As Ms. Tregubova explained it to Grani.Ru, the questioning was conducted by MCI officer Vadim Romanov… During the questioning, Mr. Romanov wondered whether Tregubova happened to be acquainted with former FSB officer Alexander Litvinenko. She replied that she did not know him, and asked why this would be of interest to the investigator. “Why wouldn’t it be?”, Romanov answered her. “After all, in your book (Tales of a Kremlin Digger – Ed.), you write the same thing that Litvinenko is saying – that Putin is involved in the bombings of the apartment buildings in Moscow.” In Tregubova’s words, investigator Romanov and another police officer who joined the discussion tried to convince her that the incident shouldn’t be taken seriously. …According to a Grani.Ru source in the law-enforcement organs, the power of the explosive device was equivalent to 60 grams of TNT, and that three batteries and an electric cord about 20 meters in length had been found at the place of the incident. I remember those times well, and the rumours that the mass media were spewing out then. Some colleagues – and I use the term loosely – even sank so low as to suggest that Tregubova herself had set the bomb for PR purposes. So it’s perfectly understandable that the news about Litvinenko’s poisoning may have alarmed Tregubova. And no doubt both this death and the murder of Politkovskaya has scared not only her. Tregubova told: “One very much wants to believe that this is just an ordinary explosion… Otherwise, it’s frightening to live in such a country.” It’s doubly frightening to live in a country where people are being poisoned and murdered nearly every week. I’ve recently begun to notice that the tone of the statements and publications of many journalists has changed: it has become more cautious.

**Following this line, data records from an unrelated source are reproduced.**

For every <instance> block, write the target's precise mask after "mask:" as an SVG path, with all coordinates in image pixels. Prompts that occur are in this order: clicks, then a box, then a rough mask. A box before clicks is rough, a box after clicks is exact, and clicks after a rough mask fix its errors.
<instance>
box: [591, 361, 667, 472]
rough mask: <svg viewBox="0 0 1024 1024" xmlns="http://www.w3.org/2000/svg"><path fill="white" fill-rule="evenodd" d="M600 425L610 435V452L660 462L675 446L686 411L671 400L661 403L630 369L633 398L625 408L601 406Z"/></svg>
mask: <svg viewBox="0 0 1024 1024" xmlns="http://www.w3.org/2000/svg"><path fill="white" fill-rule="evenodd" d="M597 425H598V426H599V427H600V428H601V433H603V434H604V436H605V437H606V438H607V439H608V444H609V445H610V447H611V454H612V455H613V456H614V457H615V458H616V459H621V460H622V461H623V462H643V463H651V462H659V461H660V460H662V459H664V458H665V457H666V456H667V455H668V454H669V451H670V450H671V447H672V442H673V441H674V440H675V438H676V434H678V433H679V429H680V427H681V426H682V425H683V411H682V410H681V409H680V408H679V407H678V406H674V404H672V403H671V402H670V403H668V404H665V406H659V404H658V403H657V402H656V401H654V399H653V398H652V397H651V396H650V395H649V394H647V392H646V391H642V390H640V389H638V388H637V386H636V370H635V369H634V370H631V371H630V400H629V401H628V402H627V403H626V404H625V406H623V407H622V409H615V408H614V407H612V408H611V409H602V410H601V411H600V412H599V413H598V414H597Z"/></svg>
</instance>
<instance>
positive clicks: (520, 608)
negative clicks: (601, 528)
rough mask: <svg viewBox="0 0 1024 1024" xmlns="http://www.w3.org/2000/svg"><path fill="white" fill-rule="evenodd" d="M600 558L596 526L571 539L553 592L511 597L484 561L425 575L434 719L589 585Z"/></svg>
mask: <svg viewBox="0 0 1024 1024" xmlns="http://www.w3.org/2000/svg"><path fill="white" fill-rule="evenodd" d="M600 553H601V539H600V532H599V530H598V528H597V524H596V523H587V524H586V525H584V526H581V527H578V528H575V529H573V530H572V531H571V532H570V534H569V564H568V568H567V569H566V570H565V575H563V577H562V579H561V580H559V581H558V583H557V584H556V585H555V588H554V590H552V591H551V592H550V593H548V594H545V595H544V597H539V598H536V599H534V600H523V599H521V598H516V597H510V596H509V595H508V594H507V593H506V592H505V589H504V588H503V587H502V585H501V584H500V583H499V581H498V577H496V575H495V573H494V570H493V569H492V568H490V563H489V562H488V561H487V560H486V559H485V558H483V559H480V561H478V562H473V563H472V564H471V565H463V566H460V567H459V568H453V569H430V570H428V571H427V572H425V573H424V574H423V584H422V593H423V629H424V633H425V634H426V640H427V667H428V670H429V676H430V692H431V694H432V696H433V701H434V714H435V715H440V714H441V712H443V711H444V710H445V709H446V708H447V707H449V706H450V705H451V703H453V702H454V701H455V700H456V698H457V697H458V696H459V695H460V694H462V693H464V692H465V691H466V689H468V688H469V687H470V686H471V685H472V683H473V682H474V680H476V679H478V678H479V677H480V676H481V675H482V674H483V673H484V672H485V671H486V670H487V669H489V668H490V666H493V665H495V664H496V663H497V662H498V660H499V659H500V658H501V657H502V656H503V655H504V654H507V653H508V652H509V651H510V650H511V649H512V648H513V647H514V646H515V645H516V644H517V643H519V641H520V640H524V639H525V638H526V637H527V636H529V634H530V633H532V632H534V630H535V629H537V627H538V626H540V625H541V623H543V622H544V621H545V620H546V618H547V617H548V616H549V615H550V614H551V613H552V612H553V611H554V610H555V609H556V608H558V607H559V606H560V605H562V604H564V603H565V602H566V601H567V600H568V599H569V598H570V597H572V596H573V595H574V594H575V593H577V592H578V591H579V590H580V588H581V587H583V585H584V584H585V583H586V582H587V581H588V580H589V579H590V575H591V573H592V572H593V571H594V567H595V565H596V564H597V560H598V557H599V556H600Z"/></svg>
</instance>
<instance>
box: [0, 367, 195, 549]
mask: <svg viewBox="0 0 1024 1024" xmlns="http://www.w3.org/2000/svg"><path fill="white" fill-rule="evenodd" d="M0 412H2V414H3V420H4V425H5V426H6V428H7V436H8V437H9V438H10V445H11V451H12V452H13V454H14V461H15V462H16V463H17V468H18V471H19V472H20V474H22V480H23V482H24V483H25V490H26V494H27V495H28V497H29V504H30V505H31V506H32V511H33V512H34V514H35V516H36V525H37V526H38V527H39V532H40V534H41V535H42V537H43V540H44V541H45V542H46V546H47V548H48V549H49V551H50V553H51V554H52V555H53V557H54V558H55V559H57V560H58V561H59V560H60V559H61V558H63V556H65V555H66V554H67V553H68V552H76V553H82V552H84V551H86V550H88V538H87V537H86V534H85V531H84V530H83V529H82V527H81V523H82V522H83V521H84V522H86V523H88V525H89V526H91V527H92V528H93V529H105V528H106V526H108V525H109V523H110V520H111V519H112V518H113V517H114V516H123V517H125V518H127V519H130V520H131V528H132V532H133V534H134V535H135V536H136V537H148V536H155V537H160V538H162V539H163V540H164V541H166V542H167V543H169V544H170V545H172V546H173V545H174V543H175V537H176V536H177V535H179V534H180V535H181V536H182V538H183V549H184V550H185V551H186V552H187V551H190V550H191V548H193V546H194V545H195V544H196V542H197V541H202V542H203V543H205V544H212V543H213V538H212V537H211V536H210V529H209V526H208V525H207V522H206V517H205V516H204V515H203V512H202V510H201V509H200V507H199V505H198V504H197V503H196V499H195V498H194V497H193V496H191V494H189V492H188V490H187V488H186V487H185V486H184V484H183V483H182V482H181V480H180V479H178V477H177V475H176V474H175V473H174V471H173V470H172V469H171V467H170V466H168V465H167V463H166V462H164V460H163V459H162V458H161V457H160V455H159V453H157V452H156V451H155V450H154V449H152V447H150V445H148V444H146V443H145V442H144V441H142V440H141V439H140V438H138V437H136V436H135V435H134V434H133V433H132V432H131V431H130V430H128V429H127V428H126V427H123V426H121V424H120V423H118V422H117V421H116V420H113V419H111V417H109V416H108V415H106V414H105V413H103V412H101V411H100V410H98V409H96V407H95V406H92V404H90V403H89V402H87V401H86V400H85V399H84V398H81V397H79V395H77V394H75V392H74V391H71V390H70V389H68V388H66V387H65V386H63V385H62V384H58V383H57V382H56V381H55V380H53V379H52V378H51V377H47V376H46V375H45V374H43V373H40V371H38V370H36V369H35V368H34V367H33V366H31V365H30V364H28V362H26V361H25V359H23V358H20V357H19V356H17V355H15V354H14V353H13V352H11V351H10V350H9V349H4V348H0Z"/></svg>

If certain particularly zealous critics of the Putin regime completely stop writing the truth, then we will be able to say that the powers have succeeded in their preventive intimidation campaign against the writing fraternity (and not only them). I’ve experienced on my own skin what “pre-emptive arrests” feel like. Apparently, we’ve now come to the era of pre-emptive killings. kremlin_digger.jpg From Tregubova’s book Tales of a Kremlin Digger:

“Putin’s reply to my question about the scandalous press conference by Litvinenko and other FSB officers, who had declared that the former leadership of the FSB had forced them to plan the murder of Berezovsky, was also most intriguing: “ ‘Personally I do not rule out for myself that these people actually did intimidate Boris Abramovich Berezovsky. After all, there had already been an attempt on his life. And it was easy and simple for him to believe that yet another attempt is being planned. But I personally consider that with the help of this scandal, the officers merely ensured themselves a labour market for the future. After all, some of them are now even working in his security detail.’ “Pausing a moment to think, he added: “ ‘And the story with the press conference, about which you remembered, testifies to the internal unhealthiness of our system. That’s precisely why I completely liquidated this unit, in which the scandal arose’.”